- Cieszę się, że spotykamy się na marszu, który jest marszem jednocześnie pamięci i wspomnień – tego, co razem udało nam się zrobić, ale także ma on odniesienie do dnia dzisiejszego. W tym marszu będziemy pamiętali, jakie były wartości Sierpnia; wartości Sierpnia to zwalczanie cenzury, to wolność dla wszystkich i niezgoda na represje polityczne. To możliwość organizowania się zgodnie ze swoimi zasadami w związki zawodowe, stowarzyszenia – mówił Bogdan Borusewicz, wicemarszałek Senatu i opozycjonista czasów PRL. - To także była walka o niezależne sądy, bo przecież czuliśmy, wiedzieliśmy, co to znaczy sądy podporządkowane władzy politycznej. O tym wszystkim trzeba dzisiaj przypominać i o tym wszystkim będziemy pamiętali maszerując, i będziemy maszerowali teraz, w przyszłości i w kolejnych latach.

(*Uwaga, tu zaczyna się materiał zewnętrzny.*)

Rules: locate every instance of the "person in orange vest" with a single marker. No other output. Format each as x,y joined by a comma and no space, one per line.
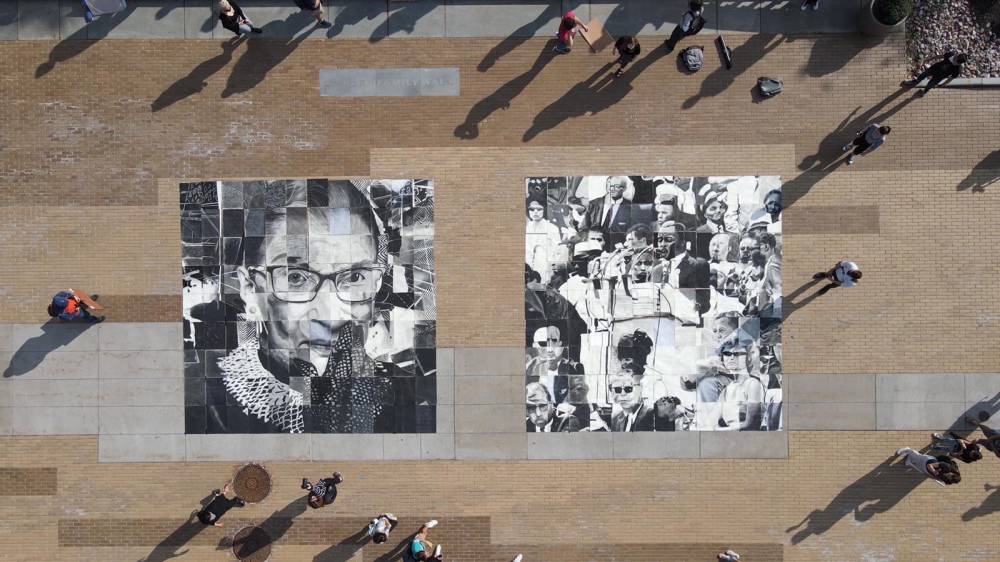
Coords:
66,306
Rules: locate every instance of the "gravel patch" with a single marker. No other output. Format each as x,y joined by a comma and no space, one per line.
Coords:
939,26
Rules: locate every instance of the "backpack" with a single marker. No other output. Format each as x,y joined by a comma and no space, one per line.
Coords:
693,58
769,87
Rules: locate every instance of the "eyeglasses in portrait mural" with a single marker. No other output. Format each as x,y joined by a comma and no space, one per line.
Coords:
309,306
653,303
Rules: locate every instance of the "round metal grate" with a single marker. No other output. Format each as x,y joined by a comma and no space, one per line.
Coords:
252,544
252,483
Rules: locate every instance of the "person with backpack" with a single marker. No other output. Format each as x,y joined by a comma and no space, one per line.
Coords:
567,32
867,141
627,48
691,23
67,307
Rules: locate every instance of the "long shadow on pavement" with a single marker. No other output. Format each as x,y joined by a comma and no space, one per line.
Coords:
593,95
829,155
55,334
503,96
984,174
77,41
196,80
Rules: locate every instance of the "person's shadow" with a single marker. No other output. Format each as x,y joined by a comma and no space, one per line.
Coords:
829,154
876,492
593,95
32,352
77,41
196,80
167,548
503,96
989,505
754,49
984,174
262,55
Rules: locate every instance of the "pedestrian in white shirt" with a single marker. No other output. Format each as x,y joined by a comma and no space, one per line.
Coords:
845,273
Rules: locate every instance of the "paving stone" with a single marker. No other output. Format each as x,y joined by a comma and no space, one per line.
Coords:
54,337
36,365
141,420
583,445
357,19
53,420
829,416
489,389
833,16
401,446
744,444
8,20
829,388
244,447
445,418
142,392
329,447
416,18
489,361
492,418
435,446
200,19
484,446
130,336
141,448
42,393
163,364
501,18
38,19
934,416
920,388
656,445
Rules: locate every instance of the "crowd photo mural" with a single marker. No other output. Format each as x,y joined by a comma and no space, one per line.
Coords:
309,306
653,303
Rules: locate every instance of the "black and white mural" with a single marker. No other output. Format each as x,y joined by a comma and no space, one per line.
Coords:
309,306
653,303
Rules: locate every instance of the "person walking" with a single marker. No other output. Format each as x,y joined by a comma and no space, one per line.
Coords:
992,441
942,470
567,32
423,549
381,526
233,19
867,141
67,306
324,492
948,67
221,503
845,273
691,23
315,8
627,48
955,447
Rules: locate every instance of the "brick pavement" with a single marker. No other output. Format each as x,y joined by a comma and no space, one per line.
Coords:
85,162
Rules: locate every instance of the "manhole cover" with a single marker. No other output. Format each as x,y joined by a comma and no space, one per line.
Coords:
252,483
252,544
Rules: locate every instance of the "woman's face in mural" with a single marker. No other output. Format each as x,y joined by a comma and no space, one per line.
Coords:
339,274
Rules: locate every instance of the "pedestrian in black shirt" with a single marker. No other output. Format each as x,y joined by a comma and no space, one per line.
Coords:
949,67
234,20
322,493
627,48
220,504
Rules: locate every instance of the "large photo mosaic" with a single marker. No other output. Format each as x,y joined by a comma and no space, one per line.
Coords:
309,306
653,303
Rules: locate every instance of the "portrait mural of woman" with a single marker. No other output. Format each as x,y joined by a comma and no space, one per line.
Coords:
309,306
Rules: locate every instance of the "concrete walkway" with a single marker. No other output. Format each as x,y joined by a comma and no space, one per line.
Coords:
378,19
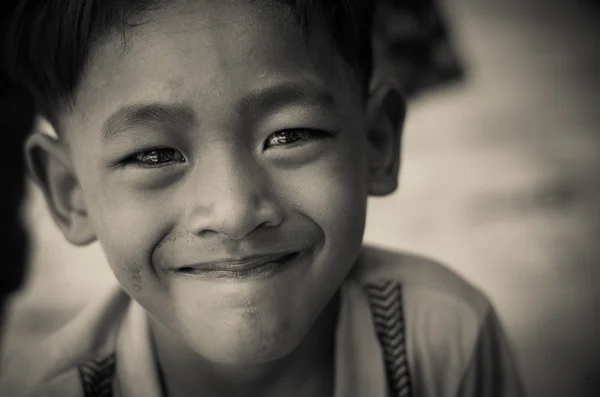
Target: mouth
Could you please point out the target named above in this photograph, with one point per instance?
(252, 267)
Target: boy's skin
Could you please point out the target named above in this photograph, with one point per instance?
(222, 79)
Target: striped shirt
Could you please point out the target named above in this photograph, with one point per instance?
(407, 327)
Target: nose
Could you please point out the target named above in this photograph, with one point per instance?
(230, 198)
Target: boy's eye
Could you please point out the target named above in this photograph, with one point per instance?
(293, 136)
(155, 158)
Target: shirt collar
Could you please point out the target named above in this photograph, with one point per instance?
(359, 367)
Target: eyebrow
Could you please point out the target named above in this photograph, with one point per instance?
(271, 98)
(152, 115)
(262, 100)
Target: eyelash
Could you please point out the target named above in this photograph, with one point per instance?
(301, 135)
(305, 134)
(135, 158)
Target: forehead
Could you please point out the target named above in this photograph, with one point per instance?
(207, 54)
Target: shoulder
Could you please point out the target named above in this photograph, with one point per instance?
(67, 384)
(444, 315)
(420, 277)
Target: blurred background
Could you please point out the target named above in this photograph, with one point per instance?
(500, 180)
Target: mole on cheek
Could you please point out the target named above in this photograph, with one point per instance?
(136, 277)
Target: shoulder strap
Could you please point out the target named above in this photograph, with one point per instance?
(97, 376)
(385, 299)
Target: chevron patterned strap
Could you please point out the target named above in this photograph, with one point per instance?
(385, 299)
(97, 376)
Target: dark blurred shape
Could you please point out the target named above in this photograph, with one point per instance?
(413, 43)
(17, 115)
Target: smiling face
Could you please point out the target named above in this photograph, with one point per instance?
(223, 172)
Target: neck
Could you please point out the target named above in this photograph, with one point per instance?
(307, 371)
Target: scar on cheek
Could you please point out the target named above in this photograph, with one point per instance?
(136, 277)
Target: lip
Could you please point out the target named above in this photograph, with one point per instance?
(253, 266)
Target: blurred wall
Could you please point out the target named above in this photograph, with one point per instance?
(500, 180)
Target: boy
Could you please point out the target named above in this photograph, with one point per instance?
(222, 153)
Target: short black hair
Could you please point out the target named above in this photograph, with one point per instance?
(48, 41)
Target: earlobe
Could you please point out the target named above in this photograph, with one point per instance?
(49, 166)
(386, 113)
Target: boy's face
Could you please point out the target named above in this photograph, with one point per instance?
(211, 145)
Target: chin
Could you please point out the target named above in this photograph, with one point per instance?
(249, 345)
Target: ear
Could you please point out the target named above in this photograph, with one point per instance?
(385, 116)
(49, 166)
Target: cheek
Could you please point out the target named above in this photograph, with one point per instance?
(128, 226)
(333, 193)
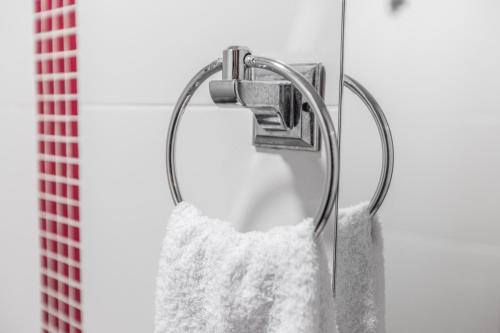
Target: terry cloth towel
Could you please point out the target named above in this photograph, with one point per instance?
(213, 279)
(360, 291)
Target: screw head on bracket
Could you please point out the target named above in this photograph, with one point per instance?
(233, 64)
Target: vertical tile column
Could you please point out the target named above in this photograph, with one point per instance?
(57, 115)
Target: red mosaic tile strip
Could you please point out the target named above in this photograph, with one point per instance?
(58, 165)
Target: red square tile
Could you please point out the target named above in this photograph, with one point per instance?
(43, 205)
(45, 298)
(39, 87)
(71, 64)
(53, 284)
(43, 224)
(40, 108)
(43, 243)
(73, 128)
(74, 253)
(52, 228)
(46, 5)
(73, 109)
(74, 233)
(42, 186)
(50, 127)
(65, 308)
(41, 147)
(62, 189)
(38, 25)
(62, 209)
(65, 270)
(62, 169)
(49, 107)
(53, 265)
(75, 294)
(74, 213)
(73, 150)
(63, 249)
(45, 317)
(47, 24)
(76, 314)
(38, 46)
(61, 109)
(70, 20)
(44, 261)
(51, 207)
(60, 86)
(50, 148)
(74, 192)
(72, 86)
(64, 289)
(47, 45)
(61, 149)
(58, 22)
(63, 230)
(71, 42)
(51, 187)
(59, 43)
(59, 65)
(61, 128)
(74, 171)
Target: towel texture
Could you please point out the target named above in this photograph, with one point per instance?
(215, 279)
(360, 297)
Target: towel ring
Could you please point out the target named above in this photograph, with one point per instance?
(316, 103)
(385, 138)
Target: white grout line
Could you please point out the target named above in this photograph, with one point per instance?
(60, 239)
(60, 179)
(57, 76)
(55, 33)
(56, 117)
(58, 138)
(56, 54)
(70, 282)
(60, 219)
(57, 97)
(59, 258)
(55, 11)
(61, 315)
(64, 298)
(58, 199)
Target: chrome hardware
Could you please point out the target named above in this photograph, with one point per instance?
(283, 119)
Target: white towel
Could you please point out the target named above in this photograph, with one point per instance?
(360, 299)
(215, 279)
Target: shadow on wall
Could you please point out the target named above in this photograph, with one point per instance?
(396, 5)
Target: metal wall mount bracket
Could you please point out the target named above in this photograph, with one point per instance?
(283, 119)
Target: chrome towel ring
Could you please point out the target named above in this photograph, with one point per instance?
(385, 138)
(240, 62)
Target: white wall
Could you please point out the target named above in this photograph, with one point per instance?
(19, 275)
(433, 67)
(423, 63)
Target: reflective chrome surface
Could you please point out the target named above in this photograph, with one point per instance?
(283, 119)
(385, 138)
(316, 104)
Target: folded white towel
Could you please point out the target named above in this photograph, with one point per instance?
(360, 297)
(215, 279)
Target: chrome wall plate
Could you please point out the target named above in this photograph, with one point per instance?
(303, 132)
(282, 119)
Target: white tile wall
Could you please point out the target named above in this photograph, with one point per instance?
(432, 66)
(19, 260)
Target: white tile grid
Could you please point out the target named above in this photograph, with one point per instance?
(57, 137)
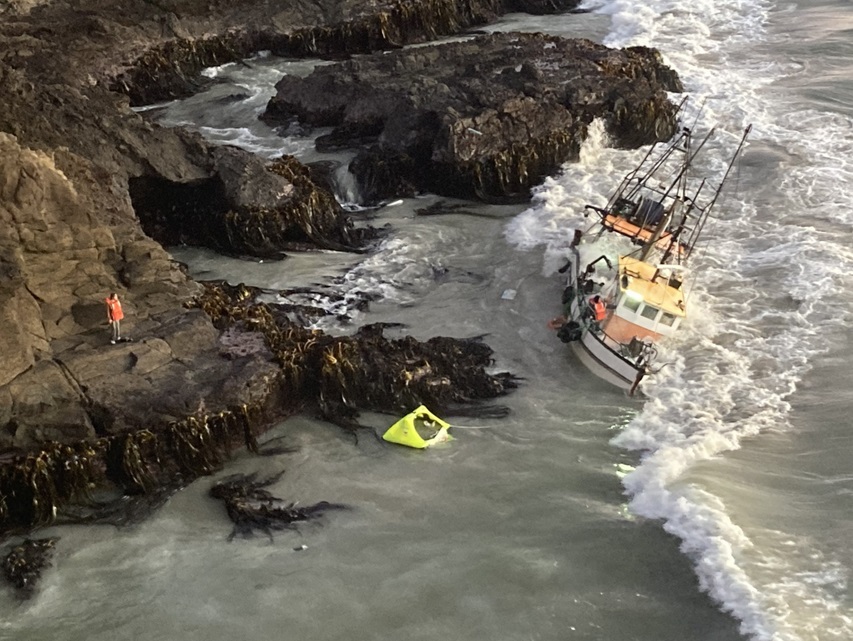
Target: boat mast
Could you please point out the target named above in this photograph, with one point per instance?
(679, 179)
(695, 235)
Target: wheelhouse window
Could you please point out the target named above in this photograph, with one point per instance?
(631, 303)
(649, 312)
(667, 319)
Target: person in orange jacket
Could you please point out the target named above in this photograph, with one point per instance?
(114, 315)
(599, 309)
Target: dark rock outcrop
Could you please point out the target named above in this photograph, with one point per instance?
(488, 117)
(89, 189)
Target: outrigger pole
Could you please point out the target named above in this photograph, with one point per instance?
(725, 177)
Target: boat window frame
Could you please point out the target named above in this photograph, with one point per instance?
(668, 316)
(646, 306)
(631, 304)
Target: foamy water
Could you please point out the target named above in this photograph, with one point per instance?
(518, 530)
(774, 262)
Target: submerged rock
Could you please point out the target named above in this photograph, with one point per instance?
(488, 117)
(251, 507)
(24, 564)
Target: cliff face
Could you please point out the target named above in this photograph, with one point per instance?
(88, 187)
(86, 182)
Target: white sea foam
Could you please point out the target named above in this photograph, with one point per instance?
(766, 309)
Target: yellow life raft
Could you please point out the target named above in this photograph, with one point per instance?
(406, 430)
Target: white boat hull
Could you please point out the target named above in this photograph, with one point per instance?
(604, 363)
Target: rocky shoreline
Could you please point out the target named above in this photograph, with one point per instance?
(90, 190)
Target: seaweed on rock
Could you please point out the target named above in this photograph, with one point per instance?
(24, 563)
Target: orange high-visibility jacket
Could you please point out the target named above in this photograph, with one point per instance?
(599, 311)
(114, 309)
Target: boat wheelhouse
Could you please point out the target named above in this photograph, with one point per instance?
(619, 301)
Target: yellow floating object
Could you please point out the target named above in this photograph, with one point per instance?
(405, 431)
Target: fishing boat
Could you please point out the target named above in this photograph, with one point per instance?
(626, 293)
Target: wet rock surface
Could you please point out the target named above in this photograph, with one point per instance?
(89, 192)
(24, 564)
(485, 118)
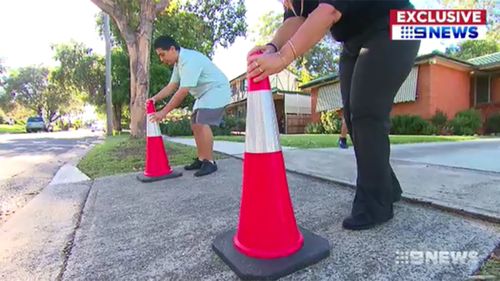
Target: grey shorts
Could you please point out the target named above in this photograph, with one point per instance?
(208, 116)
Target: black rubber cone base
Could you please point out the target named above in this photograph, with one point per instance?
(143, 178)
(315, 248)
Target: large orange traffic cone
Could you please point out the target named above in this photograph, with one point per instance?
(157, 166)
(267, 244)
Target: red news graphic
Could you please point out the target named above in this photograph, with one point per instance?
(437, 24)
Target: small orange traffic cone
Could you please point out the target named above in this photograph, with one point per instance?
(267, 244)
(157, 166)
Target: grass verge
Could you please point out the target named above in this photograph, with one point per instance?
(14, 129)
(122, 154)
(320, 141)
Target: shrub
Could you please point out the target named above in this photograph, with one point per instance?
(331, 122)
(466, 122)
(493, 124)
(410, 125)
(439, 121)
(314, 128)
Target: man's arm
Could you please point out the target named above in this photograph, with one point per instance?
(165, 92)
(174, 102)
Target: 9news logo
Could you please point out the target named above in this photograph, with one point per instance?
(437, 24)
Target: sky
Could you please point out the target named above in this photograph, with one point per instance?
(30, 27)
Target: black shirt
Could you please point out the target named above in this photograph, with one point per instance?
(357, 15)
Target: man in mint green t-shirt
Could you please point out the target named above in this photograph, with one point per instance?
(194, 74)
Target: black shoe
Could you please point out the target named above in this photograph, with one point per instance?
(194, 166)
(362, 221)
(207, 168)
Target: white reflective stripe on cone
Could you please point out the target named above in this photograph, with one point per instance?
(153, 129)
(262, 133)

Jeżeli oni uważają, że nas nogi zabolą, to się mylą – zaznaczył.
Z flagami Polski, Unii Europejskiej, Gdańska, Pomorza, Komitetu Obrony Demokracji, Wszystko dla Gdańska, Amnesty International, Białorusi, Ukrainy i tęczową oraz 9-metrową „sektorówką” w biało-czerwono-białych, białoruskich barwach uczestnicy demonstracji w 41. rocznicę Porozumień Sierpniowych przemaszerowali spod pomnika Jana III Sobieskiego pod historyczną Bramę nr 2 Stoczni Gdańskiej.
- Żywie Bielarus! Żywie Bielarus! - skandowali uczestnicy pochodzy, którzy wykrzykiwali także m.in: - Solidarność, naszą bronią!
W marszu udział wzięli m.in. Danuta Wałęsa, prezydent Gdańska – Aleksandra Dulkiewicz i Sopotu – Jacek Karnowski, posłanki Henryka Krzywonos-Strycharska i Małgorzata Chmiel czy marszałek województwa – Mieczysław Struk. Pod Bramą nr 2 – jako finał przemarszu – odbył się „Wiec dla Europy”.